* bug#61005: 28.1.91; Encoding not detected in HTML files inside archives
@ 2023-01-22 13:13 Benjamin Riefenstahl
2023-01-22 13:24 ` Benjamin Riefenstahl
0 siblings, 1 reply; 3+ messages in thread
From: Benjamin Riefenstahl @ 2023-01-22 13:13 UTC (permalink / raw)
To: 61005
[-- Attachment #1: Type: text/plain, Size: 483 bytes --]
Problem
----
* Given an HTML file with charset "windows-1255".
* Opening the file from disk detects the encoding correctly.

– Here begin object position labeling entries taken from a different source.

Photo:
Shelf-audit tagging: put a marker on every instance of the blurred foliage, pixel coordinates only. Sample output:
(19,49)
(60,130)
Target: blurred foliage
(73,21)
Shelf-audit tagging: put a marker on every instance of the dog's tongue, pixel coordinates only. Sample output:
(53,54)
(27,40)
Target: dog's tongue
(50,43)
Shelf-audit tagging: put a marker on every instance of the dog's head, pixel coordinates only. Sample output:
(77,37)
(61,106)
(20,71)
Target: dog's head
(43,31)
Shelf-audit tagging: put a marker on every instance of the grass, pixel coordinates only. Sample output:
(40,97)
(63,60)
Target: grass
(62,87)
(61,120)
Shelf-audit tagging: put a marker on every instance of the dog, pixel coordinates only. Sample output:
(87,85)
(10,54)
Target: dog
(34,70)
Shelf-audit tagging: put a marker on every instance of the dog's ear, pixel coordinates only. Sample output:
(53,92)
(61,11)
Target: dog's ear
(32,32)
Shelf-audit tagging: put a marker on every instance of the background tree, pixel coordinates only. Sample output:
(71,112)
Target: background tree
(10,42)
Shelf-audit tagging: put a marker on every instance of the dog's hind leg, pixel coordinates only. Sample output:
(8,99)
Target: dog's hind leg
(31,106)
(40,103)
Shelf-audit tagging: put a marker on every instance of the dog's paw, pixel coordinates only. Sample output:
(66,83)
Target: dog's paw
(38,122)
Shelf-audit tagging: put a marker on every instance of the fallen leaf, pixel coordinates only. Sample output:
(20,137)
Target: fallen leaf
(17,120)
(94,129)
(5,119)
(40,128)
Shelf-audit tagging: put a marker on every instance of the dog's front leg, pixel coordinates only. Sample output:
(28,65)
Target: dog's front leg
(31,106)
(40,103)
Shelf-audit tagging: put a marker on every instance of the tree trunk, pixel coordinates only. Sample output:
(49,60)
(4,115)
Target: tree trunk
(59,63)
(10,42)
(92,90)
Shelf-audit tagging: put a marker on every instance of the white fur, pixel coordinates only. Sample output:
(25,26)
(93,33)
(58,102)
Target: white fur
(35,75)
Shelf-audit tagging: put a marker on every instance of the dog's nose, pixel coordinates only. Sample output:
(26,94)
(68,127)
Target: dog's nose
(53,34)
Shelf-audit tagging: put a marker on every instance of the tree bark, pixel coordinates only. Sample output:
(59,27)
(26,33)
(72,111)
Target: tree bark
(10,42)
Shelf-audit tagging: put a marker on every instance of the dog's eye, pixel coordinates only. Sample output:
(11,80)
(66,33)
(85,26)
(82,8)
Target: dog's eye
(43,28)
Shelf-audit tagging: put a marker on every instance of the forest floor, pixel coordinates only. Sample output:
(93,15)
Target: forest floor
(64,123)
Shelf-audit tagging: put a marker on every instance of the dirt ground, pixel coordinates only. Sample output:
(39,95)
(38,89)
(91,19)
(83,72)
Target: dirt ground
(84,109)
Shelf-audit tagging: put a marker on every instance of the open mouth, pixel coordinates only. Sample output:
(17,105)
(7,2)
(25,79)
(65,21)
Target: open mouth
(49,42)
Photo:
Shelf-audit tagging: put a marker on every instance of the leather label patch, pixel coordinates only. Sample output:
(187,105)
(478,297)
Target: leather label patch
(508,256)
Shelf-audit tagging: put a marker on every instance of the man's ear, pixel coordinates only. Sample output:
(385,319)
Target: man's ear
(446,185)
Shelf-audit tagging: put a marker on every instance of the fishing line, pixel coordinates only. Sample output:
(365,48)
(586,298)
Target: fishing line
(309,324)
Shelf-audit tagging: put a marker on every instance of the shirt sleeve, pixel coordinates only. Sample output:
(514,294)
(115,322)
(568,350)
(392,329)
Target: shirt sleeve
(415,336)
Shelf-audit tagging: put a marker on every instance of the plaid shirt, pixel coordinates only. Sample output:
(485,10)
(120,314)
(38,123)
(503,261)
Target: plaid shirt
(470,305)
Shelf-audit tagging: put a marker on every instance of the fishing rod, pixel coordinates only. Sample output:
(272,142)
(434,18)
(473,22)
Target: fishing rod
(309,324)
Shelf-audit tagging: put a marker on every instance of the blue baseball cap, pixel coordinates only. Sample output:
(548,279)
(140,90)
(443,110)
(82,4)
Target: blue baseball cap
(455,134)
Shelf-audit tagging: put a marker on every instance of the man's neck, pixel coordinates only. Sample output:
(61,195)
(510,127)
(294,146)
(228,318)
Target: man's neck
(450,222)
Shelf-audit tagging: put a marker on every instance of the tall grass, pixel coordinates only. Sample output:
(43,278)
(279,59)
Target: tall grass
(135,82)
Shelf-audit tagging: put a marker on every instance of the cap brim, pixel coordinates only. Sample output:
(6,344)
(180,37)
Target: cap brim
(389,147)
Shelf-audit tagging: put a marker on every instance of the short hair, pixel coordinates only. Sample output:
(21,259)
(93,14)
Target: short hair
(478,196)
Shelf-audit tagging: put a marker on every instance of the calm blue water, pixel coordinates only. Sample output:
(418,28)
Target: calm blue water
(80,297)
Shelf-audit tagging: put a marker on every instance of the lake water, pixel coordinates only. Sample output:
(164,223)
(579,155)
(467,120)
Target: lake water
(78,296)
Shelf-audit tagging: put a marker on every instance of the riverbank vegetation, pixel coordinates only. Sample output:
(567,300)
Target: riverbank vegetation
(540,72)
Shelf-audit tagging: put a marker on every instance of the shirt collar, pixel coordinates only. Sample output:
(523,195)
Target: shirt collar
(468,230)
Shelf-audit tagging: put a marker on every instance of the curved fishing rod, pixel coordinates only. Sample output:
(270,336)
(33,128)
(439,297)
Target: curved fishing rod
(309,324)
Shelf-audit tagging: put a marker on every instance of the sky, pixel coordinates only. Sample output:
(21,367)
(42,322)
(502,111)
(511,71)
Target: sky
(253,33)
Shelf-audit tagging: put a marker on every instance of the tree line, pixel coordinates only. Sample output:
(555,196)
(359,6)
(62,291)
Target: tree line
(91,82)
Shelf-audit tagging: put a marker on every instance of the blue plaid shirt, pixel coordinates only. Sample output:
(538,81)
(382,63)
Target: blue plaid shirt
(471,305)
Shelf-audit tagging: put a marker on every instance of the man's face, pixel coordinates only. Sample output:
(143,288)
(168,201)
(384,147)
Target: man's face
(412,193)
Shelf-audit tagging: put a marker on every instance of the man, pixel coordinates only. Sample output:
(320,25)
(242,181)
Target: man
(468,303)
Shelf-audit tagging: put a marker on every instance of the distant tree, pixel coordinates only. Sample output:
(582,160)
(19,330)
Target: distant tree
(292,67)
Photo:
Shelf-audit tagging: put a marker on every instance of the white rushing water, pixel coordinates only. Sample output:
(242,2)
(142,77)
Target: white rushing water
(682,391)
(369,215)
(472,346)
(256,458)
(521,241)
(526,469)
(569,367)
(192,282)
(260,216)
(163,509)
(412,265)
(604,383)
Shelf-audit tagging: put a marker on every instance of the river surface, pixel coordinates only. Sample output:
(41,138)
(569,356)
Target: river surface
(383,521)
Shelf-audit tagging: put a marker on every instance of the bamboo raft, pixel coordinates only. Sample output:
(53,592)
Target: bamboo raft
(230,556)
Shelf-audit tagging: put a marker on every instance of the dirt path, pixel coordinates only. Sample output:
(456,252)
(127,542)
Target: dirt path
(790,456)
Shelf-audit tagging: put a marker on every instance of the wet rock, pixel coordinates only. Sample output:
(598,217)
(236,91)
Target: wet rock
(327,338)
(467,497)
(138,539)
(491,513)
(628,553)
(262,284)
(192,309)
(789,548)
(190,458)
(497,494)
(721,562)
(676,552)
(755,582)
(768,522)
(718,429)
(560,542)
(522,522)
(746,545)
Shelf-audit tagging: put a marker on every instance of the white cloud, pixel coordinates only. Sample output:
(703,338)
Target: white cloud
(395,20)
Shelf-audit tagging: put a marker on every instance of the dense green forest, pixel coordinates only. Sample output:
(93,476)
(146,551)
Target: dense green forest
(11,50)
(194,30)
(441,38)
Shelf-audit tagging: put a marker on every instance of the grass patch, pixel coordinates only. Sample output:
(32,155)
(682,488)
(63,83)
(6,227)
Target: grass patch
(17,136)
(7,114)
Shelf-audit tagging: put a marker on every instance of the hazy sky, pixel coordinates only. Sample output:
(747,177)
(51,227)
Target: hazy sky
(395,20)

* Opening a ZIP archive with the same file inside and than opening the
HTML archive member does not detect the encoding, instead the coding
system for saving is the default according to M-x
describe-coding-system.
Attached are two files test.html and test.zip. Call "emacs -Q test.html
test.zip" and press RET on the archive member to reproduce.

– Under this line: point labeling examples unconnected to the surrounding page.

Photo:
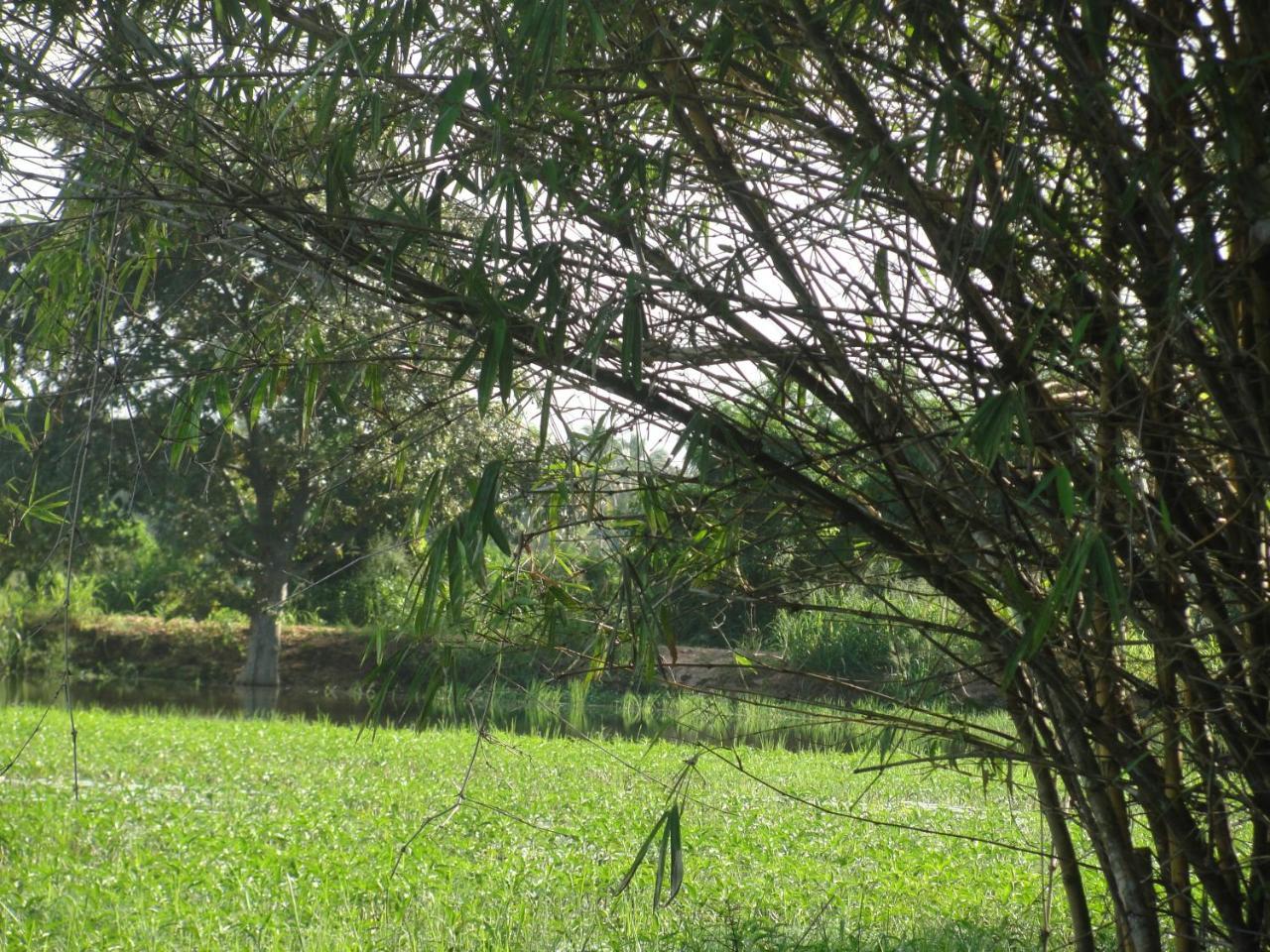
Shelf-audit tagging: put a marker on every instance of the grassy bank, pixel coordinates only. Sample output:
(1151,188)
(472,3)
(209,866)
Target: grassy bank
(194,833)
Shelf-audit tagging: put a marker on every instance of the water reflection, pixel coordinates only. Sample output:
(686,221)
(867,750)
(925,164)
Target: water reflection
(525,714)
(543,710)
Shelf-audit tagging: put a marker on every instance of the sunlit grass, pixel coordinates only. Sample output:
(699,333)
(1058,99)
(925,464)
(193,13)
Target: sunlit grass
(199,833)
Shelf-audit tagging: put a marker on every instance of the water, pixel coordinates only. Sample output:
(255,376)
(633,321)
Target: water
(541,710)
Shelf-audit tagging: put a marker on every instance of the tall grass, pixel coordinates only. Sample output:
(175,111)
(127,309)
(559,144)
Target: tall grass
(194,834)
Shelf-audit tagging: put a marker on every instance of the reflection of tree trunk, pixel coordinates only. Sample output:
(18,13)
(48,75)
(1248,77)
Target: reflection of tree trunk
(258,699)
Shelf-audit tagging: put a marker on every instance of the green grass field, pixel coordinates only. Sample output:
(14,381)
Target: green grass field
(235,834)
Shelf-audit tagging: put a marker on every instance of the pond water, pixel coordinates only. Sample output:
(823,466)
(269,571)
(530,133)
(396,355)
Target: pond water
(541,710)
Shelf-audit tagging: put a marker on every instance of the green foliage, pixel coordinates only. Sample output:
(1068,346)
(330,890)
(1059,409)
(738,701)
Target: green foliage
(244,834)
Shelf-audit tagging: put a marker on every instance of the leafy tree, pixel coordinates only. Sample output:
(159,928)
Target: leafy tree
(989,282)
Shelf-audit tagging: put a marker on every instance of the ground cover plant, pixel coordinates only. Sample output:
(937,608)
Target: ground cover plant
(203,833)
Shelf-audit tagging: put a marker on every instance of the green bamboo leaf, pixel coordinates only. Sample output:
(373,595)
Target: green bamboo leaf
(639,857)
(881,276)
(662,853)
(633,336)
(1065,492)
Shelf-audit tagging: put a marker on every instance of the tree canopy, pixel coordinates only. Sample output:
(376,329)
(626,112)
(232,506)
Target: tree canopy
(982,287)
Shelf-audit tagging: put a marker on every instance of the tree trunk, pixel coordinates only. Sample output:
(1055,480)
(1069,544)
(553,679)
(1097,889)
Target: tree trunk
(264,639)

[-- Attachment #2: test.html --]
[-- Type: text/html, Size: 172 bytes --]
[-- Attachment #3: test.zip --]
[-- Type: application/zip, Size: 279 bytes --]
[-- Attachment #4: Type: text/plain, Size: 5626 bytes --]
Solution
----
The problem seems to be the function
sgml-html-meta-auto-coding-function. It is missing a condition similar
to the one added to code in sgml-xml-auto-coding-function with commit
#df7ed10e in 2018.
modified lisp/international/mule.el
@@ -2539,6 +2539,10 @@ sgml-html-meta-auto-coding-function
(bfcs-type
(coding-system-type buffer-file-coding-system)))

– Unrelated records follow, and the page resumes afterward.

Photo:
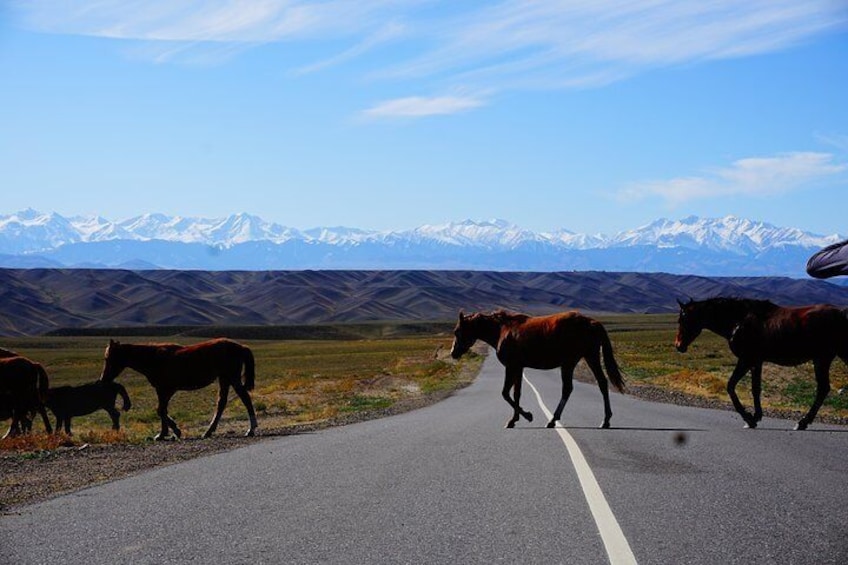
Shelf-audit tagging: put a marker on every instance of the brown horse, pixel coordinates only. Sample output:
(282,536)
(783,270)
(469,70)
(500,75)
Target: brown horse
(758,331)
(23,389)
(546,342)
(172,367)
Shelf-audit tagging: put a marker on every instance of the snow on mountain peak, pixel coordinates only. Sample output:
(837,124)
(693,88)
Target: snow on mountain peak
(30,231)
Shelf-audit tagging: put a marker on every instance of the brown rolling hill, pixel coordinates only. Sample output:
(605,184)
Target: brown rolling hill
(37,301)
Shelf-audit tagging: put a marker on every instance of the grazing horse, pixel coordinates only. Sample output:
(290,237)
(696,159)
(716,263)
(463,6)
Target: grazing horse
(172,367)
(23,388)
(68,401)
(544,342)
(758,331)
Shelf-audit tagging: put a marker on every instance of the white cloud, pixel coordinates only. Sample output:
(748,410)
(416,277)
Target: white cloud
(755,176)
(492,47)
(419,106)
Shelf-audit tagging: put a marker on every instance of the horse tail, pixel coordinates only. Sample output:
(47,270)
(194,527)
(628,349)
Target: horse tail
(43,383)
(249,368)
(123,392)
(610,363)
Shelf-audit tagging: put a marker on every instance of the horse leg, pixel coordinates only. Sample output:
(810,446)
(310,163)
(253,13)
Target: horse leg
(738,373)
(166,421)
(223,392)
(567,372)
(512,380)
(756,390)
(594,362)
(116,417)
(822,368)
(244,395)
(45,419)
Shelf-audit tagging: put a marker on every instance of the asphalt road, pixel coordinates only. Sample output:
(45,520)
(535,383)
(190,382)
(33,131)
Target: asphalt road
(447,484)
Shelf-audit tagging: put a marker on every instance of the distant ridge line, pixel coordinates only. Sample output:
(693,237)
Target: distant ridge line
(37,301)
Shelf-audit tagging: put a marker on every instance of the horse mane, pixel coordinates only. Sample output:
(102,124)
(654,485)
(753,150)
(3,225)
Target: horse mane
(755,305)
(507,317)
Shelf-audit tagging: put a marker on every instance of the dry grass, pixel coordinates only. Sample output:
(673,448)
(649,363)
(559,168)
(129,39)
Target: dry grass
(645,350)
(297,382)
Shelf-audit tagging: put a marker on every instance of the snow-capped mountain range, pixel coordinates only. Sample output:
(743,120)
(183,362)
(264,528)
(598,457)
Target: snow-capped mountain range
(705,246)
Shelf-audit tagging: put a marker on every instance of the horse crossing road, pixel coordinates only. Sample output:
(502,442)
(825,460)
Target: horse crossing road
(447,484)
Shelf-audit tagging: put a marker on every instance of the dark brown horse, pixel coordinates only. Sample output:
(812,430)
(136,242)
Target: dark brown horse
(546,342)
(23,389)
(172,367)
(758,331)
(68,401)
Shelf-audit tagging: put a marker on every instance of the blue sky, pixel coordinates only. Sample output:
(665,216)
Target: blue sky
(593,116)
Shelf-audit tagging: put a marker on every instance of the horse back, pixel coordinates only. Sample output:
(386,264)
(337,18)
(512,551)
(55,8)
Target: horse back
(82,399)
(546,342)
(793,335)
(198,365)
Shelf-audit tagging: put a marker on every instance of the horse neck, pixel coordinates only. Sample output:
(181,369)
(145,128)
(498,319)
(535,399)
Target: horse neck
(723,321)
(488,330)
(142,358)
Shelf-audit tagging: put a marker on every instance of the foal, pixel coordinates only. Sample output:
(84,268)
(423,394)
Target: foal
(68,401)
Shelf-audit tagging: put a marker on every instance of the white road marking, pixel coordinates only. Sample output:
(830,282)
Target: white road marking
(618,550)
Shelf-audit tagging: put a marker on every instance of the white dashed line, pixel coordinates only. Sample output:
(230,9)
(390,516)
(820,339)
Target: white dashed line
(618,550)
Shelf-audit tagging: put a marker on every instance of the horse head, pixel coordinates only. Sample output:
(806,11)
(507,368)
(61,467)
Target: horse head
(463,336)
(689,325)
(113,362)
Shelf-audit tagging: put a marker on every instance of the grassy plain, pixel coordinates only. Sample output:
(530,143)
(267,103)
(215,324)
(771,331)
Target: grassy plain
(297,382)
(302,381)
(644,347)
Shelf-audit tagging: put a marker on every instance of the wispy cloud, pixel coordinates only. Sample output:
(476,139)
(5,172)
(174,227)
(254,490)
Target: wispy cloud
(755,176)
(507,45)
(419,106)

(if (and enable-multibyte-characters
+ ;; 'charset' will signal an error in
+ ;; coding-system-equal, since it isn't a
+ ;; coding-system. So test that up front.
+ (not (equal sym-type 'charset))
(coding-system-equal 'utf-8 sym-type)
(coding-system-equal 'utf-8 bfcs-type))
buffer-file-coding-system
I will send this as a patch as soon as I have a bug number to mention in
the commit message.
----
In GNU Emacs 28.1.91 (build 1, x86_64-pc-linux-gnu, GTK+ Version 3.24.24, cairo version 1.16.0)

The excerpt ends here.